The previous listing provides a Clojure-based solution to our previous web application example. The solution takes advantage of the noir web framework, which in turn uses the jetty web server. The minimalistic application defines a counter of type ref and a registers a function for request handling. On each request, this functions executes an STM transaction within the dosync block. In this case, the commute operation is used, which increments the counter value transactionally. Usually, the alter method is used instead of commute. However, the increment operation is commutative, hence we might speed up the transaction execution when using commute. After the transaction has finished, the value of counter is dereferenced (@), converted into a string and returned as response. We deliberately dereference the value of the counter ref outside rather than inside the actual transaction, in order to demonstrate the possibility non-transactional read access to refs (this yields a short window in which the value might have already been changed by another request). Like in the previous Java example, it would be more elegant to use a Clojure atom instead, as the counter is the only variable to be modified.

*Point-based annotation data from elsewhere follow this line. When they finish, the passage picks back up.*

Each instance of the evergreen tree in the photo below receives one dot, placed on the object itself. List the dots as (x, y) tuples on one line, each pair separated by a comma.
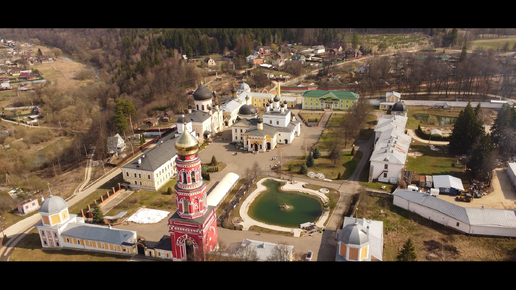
[(355, 42), (310, 160), (214, 160), (464, 53), (482, 161), (467, 129), (304, 169), (98, 215), (407, 253), (316, 153)]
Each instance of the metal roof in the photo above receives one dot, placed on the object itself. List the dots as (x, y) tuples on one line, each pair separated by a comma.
[(155, 157), (437, 204), (97, 233), (222, 188), (469, 215)]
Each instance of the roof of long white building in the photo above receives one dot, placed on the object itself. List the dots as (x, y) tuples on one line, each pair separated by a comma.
[(392, 146), (222, 188), (468, 215)]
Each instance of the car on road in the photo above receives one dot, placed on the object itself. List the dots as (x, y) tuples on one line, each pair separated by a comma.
[(309, 255)]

STM for Concurrent Application Logic

Like in the previous lock-based approach, application servers using STM also map requests to threads. We have seen that this approach becomes increasingly inadequate, when I/O-bound operations dominate. STM does not provide a solution to this issue, in fact, it disallows I/O operations inside transactions at all. However, STM can support concurrent application logic, when state is shared in an application server. Depending on the type of application, application state may be sharded and isolated to several distinct servers (e.g. multiplayer games with small parties hosted on a distinct server), or it must be available for all application servers (e.g. instant message notifications in social web applications). In the latter case, distributed STM variants allow for distribution aspects. When the STM implementation provides mechanisms that are similar to condition variables, coordination between threads as part of transactions is also supported.

As a result, STM renders shared state inside application servers more manageable, thanks to the absence of explicit locking, but does not solve I/O-bound parallelization issues.